J'ai honte de le dire, mais après toutes ces années passées loin d'elle, la France, en tant qu'espace géographique et culturel, ne me manque pas –ou si peu. Dans un monde où la culture est globale, l'information accessible de son salon, les divertissements au fond partout les mêmes, comme les produits et les magasins, l'appartenance à un pays bien défini m'apparaît comme une prétention obsolète. Et si je peux comprendre le patriotisme, sa frontière avec le nationalisme et son cortège de fantasmes mortifères est bien trop mince pour que je cède à ses sirènes.

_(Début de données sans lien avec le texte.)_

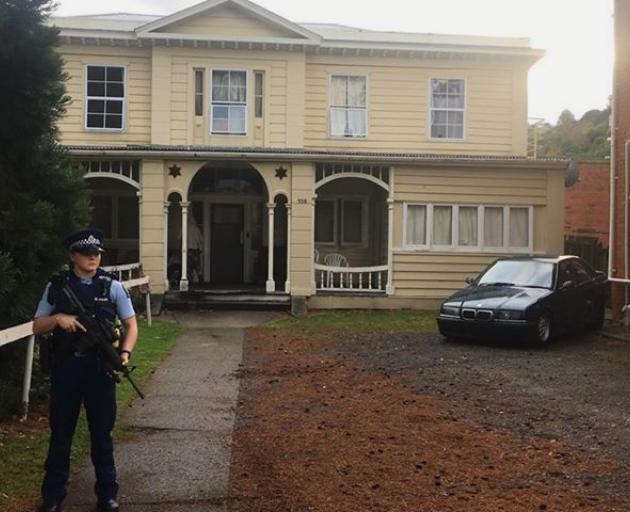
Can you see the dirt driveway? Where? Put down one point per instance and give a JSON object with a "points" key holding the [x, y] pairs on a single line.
{"points": [[394, 422]]}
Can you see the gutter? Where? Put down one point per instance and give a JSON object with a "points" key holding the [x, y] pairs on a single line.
{"points": [[444, 161]]}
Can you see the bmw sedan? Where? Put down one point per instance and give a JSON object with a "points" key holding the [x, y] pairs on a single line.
{"points": [[531, 298]]}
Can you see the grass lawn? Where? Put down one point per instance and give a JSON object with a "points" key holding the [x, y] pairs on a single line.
{"points": [[23, 450], [358, 321]]}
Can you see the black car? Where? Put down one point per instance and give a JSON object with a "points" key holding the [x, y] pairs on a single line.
{"points": [[530, 298]]}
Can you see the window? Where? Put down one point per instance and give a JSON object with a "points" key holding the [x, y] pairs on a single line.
{"points": [[325, 221], [447, 108], [199, 92], [105, 98], [258, 94], [468, 227], [519, 227], [468, 221], [348, 106], [352, 222], [443, 225], [341, 221], [493, 227], [229, 102], [416, 225]]}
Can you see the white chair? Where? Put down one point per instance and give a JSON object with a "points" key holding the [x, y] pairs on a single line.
{"points": [[336, 260]]}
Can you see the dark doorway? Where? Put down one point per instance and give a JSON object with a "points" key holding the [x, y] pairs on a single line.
{"points": [[226, 244]]}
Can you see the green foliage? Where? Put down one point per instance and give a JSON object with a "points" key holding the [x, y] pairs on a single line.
{"points": [[583, 139], [42, 198]]}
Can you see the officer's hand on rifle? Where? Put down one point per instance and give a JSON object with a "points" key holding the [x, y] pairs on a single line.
{"points": [[69, 323], [124, 357]]}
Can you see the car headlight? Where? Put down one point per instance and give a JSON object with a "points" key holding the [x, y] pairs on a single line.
{"points": [[449, 310], [506, 314]]}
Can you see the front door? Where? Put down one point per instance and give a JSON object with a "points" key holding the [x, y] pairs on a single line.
{"points": [[226, 244]]}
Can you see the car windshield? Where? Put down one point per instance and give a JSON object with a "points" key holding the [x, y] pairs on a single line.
{"points": [[531, 273]]}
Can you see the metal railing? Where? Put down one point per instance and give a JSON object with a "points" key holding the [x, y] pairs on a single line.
{"points": [[23, 331], [351, 279]]}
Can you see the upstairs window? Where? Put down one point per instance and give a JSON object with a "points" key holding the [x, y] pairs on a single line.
{"points": [[229, 102], [348, 106], [447, 108], [105, 98], [199, 92], [258, 94]]}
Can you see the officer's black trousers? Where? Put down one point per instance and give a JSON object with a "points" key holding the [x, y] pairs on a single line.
{"points": [[75, 380]]}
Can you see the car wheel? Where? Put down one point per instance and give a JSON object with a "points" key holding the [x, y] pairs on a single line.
{"points": [[599, 315], [543, 329]]}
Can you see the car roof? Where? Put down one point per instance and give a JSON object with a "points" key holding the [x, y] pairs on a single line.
{"points": [[542, 258]]}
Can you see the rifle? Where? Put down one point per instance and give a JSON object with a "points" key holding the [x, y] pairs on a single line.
{"points": [[99, 337]]}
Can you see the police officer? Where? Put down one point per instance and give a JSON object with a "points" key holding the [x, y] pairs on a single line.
{"points": [[78, 377]]}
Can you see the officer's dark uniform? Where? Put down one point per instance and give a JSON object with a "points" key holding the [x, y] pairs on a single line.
{"points": [[79, 378]]}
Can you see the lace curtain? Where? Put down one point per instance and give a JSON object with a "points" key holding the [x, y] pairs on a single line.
{"points": [[416, 225]]}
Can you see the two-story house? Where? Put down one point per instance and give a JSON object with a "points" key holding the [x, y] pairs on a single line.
{"points": [[230, 147], [618, 270]]}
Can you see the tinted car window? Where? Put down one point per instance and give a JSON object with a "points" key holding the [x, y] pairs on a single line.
{"points": [[519, 273], [582, 272]]}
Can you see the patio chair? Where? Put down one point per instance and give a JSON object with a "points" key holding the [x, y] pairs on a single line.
{"points": [[336, 260]]}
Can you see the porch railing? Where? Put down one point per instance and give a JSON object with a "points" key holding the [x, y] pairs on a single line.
{"points": [[351, 279]]}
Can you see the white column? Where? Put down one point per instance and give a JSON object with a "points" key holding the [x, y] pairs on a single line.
{"points": [[183, 283], [313, 283], [140, 224], [287, 283], [271, 285], [166, 205], [389, 288]]}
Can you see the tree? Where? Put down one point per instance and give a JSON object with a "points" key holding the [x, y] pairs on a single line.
{"points": [[583, 139], [42, 198]]}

Il faut essayer d'être soi, ici ou ailleurs, hier comme aujourd'hui, simple personne qui se débrouille comme elle peut pour exister –sans se prendre pour le nombril du monde, sans passer son temps à donner des leçons à la terre entière.
Il n'existe pas d'art de vivre à la française, comme aime le proclamer notre président, tout juste des rituels et des habitudes propres à chaque pays selon son histoire, sa géographie, sa culture. Nous avons tous une communauté de destin qui dépasse de loin, de très loin les particularismes nationaux, ces impasses de la pensée où s'égarent les esprits chagrins.
Pourtant, j'aime la France –à ma manière: sans exagération, avec le respect d'un fils un peu turbulent qui sait combien il est redevable à ses parents. Quelque part, je dois tout à la France: ce que je suis comme ce que je ne suis pas. Mon amour de la langue française est infini, ma passion pour sa littérature totale.
J'écris sur elle, je la surveille de loin comme ce père un peu distant qui suit les progrès de sa progéniture sans affecter d'y paraître, mais toujours soucieux de son évolution. Quand elle souffre, je souffre avec elle. Je la promène avec moi. Sans ostentation, mais sans honte non plus. Conscient de l'importance de son héritage comme de ses faiblesses.
Et après tout, si je la juge parfois avec une si grande sévérité, c'est que je lui dois être particulièrement attaché, non?